At first I refused, he needed to learn how to wait and save up for what he wanted.

But then I began to think about all the lessons that I could teach by letting him borrow some money.

So I took the leap and started letting him start borrowing money from me.

The lessons I could teach him have been great.  He has learned time management, cash flow management and what it is like to owe someone money.

Yet this has only worked because I stuck to some guidelines and did not waiver on them.

Here is what I followed so that you can also help your child learn some great lessons from borrowing money.

Set a Loan Due Date

Do not make this an open ended tab.  This is a once in a while thing that you let them do.  There is a specific date that the money is due – no wiggle room!


Determine if there is going to be interest due on the loan.

I can see doing it either way depending on what you are trying to teach.  So far we have not charged interest, but we wanted to start with the other lessons that go along with debt such as learning how to earn the money to pay for it and cash management.  Now that those lessons have been learned, we will most likely add interest next time.


Decide what the penalty is going to be if they do not pay on time.  For example, my son recently saved up for his own iTouch. He was only $30 short and had a coupon for $15 dollars off, so he asked if I would cover the $30 so that the coupon did not expire.  I said yes, but if he did not pay in time I got the iTouch until he paid back the money.

Put it in Writing

In order to ensure there is no confusion on what the agreement is you need to put it in writing.  It does not need to fancy or formal, but it does need to get written down.

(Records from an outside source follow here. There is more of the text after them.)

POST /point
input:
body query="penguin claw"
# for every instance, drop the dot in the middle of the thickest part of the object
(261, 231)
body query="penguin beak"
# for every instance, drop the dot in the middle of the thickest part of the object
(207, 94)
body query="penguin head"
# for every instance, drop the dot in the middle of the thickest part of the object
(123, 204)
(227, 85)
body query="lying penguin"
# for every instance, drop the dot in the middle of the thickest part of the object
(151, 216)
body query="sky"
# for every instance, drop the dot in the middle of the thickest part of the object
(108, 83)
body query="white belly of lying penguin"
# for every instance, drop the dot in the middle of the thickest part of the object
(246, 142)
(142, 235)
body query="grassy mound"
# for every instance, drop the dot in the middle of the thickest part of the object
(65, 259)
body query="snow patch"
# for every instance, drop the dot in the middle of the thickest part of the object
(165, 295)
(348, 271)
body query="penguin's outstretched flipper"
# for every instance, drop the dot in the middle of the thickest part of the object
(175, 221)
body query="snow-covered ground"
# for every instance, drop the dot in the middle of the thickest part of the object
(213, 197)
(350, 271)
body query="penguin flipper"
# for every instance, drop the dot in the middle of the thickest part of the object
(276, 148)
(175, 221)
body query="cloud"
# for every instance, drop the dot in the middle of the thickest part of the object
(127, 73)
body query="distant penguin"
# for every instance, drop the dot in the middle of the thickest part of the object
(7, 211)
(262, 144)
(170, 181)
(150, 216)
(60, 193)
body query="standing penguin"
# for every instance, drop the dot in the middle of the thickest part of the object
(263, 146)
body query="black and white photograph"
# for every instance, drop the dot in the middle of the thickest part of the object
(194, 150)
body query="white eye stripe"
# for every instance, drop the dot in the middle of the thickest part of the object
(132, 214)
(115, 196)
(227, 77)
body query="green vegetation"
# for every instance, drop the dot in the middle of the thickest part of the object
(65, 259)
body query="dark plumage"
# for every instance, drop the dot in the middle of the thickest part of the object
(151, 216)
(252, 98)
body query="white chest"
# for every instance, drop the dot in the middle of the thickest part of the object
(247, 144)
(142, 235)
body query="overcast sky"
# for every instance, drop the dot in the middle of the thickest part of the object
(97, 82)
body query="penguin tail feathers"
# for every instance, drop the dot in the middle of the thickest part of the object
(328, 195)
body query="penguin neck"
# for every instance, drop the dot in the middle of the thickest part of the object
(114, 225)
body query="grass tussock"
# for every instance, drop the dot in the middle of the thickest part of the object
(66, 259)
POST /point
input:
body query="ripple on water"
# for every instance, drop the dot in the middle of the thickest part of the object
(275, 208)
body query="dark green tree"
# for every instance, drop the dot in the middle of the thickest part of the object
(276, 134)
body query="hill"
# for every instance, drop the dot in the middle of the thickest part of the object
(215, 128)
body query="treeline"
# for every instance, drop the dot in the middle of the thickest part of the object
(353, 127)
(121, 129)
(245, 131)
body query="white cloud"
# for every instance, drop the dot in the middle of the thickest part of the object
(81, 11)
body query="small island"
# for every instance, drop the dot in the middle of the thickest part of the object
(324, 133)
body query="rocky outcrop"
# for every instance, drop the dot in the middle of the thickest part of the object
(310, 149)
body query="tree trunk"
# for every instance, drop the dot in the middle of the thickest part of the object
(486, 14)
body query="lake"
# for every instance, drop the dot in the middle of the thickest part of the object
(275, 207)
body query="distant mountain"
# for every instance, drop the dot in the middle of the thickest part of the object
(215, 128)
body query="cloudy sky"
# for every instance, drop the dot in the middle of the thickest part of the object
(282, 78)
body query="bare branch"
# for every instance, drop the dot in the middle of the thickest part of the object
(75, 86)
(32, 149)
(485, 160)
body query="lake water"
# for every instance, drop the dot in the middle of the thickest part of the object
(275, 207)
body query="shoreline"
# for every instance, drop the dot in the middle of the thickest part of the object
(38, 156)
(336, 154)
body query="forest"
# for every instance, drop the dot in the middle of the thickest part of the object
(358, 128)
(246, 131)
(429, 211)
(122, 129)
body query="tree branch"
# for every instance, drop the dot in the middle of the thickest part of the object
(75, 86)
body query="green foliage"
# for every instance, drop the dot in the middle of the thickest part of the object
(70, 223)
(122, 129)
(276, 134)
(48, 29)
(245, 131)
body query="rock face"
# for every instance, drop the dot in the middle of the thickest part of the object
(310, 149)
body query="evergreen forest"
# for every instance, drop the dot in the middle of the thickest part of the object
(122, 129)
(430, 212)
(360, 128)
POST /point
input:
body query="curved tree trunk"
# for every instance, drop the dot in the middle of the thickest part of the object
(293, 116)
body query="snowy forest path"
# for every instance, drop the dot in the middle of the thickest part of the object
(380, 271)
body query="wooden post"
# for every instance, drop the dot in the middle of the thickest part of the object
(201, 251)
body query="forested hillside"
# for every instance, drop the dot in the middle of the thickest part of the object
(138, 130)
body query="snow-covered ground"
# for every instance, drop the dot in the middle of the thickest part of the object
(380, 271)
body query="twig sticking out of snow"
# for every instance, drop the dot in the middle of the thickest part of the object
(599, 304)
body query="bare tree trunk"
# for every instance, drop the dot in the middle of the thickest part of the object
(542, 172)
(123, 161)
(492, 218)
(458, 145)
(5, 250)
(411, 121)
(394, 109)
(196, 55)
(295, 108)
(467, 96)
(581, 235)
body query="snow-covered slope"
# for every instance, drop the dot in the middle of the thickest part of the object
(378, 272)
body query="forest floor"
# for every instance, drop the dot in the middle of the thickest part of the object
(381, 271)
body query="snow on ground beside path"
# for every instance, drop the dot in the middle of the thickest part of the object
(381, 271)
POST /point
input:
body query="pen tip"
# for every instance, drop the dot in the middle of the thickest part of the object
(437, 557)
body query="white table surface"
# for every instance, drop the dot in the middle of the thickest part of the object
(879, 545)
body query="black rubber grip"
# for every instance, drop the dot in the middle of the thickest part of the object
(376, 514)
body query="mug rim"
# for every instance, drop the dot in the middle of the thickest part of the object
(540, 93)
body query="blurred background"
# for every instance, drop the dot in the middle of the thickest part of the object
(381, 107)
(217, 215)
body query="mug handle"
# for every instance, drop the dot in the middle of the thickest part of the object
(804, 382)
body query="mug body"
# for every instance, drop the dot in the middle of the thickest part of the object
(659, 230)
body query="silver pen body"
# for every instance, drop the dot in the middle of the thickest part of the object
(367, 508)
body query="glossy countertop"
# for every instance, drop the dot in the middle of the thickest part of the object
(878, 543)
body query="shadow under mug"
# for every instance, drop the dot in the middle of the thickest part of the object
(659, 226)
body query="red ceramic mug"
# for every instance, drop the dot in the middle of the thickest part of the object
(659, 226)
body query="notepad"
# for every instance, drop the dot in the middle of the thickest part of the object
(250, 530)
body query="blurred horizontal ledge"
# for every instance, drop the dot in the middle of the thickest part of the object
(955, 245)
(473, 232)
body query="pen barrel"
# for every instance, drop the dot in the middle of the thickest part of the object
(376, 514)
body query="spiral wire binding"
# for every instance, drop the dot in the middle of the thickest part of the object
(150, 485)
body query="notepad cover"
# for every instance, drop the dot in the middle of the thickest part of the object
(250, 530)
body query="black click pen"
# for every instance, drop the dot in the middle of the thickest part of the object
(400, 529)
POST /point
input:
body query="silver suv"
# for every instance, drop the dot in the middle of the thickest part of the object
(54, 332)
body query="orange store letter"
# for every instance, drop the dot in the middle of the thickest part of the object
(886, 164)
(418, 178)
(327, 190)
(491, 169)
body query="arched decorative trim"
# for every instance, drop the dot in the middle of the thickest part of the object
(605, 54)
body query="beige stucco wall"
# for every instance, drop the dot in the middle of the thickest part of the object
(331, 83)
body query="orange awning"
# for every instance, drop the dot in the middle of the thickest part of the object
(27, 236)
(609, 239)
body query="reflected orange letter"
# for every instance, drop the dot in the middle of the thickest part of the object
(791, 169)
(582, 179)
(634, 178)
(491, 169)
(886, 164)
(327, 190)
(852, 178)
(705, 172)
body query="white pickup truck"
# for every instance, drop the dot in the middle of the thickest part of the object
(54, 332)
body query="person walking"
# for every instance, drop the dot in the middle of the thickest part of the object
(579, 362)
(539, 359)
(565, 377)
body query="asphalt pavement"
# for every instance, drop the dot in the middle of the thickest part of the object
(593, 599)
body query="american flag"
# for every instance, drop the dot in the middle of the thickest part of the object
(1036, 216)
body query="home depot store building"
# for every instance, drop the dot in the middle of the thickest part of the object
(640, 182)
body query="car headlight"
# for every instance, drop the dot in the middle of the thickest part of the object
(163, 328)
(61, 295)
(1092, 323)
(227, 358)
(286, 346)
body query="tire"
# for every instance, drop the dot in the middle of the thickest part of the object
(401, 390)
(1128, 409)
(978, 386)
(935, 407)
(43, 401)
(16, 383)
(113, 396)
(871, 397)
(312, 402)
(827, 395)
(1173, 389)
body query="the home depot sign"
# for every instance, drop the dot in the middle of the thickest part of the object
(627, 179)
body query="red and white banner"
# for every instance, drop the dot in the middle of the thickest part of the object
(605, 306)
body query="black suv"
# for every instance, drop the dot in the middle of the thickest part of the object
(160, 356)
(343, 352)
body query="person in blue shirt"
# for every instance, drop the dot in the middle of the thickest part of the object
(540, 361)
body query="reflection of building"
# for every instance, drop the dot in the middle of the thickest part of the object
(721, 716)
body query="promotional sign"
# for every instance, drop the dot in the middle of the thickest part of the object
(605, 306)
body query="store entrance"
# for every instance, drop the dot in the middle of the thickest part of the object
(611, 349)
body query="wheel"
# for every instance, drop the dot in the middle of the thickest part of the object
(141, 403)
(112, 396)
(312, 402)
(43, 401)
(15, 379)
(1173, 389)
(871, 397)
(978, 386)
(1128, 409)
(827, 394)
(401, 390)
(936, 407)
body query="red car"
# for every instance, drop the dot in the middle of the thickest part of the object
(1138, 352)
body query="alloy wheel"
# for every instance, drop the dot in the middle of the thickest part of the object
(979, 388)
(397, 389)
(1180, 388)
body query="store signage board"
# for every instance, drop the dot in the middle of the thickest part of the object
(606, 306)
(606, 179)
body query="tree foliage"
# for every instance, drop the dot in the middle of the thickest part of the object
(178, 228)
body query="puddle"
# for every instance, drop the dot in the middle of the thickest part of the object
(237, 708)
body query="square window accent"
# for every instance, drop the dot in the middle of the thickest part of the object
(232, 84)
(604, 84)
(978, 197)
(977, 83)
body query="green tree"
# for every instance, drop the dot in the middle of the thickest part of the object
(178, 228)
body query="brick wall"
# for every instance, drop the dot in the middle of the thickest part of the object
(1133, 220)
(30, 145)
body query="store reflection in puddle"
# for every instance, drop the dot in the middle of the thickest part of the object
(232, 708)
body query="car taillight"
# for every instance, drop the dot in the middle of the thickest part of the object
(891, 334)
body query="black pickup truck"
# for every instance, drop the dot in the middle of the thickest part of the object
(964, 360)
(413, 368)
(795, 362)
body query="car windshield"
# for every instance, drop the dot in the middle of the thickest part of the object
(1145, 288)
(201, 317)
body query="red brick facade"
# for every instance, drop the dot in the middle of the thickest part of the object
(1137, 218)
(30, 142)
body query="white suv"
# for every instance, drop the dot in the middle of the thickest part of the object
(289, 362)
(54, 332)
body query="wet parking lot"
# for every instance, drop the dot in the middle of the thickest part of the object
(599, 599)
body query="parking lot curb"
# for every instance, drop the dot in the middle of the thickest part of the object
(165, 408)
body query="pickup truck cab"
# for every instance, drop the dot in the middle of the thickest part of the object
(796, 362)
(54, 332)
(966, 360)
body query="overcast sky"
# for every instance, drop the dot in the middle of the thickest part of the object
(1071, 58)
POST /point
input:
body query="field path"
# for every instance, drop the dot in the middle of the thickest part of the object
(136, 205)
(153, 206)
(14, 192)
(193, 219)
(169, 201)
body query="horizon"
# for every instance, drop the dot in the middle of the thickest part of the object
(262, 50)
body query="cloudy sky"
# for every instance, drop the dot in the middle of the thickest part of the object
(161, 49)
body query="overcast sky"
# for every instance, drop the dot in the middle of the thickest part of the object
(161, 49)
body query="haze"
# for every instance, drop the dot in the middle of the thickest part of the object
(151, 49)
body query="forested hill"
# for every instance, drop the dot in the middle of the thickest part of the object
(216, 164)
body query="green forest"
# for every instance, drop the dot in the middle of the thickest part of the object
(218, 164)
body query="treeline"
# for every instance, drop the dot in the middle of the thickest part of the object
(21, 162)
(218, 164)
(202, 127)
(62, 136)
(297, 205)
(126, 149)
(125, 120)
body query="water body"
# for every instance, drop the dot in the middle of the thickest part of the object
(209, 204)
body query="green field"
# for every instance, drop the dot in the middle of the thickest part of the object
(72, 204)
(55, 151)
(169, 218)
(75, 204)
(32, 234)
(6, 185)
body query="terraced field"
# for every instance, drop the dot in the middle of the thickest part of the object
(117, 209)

We write ours out on a white board in my office.  We record the amount due, the date due and the penalty.  This is also where we track how much is still due.  Every time he would make a payment we would do the math on what was left and then record the new number!  (Math lesson and money management lesson all in one)!

Now these are the basics to making it work but there are a couple things I want you to keep in mind if you are considering doing this.

  • You must make sure that you make them stick to the rules.  You cannot waive the penalty, or waive the loan.  If you do not stick to what you agreed to then you eliminate all lessons that you were trying to teach and instead end up teaching some really bad lessons!
  • Don’t set them up to fail.  If there is no way they can make the money in the time frame you set then you are teaching the lesson the wrong way.  If failure is the lesson then make it be on something that was one hundred percent achievable and not on something they could never accomplish.
  • Do not do this exercise for kids with a job or out of high school.  This is really a way to help your younger kids learn about making money, saving money and debt.  If they are already out of your house then it becomes more of a hindrance on allowing them the drive to succeed.  It become enabling them to not manage money correctly.

Teaching your kids about loans early with you is a great way to help them learn the negatives and the positives.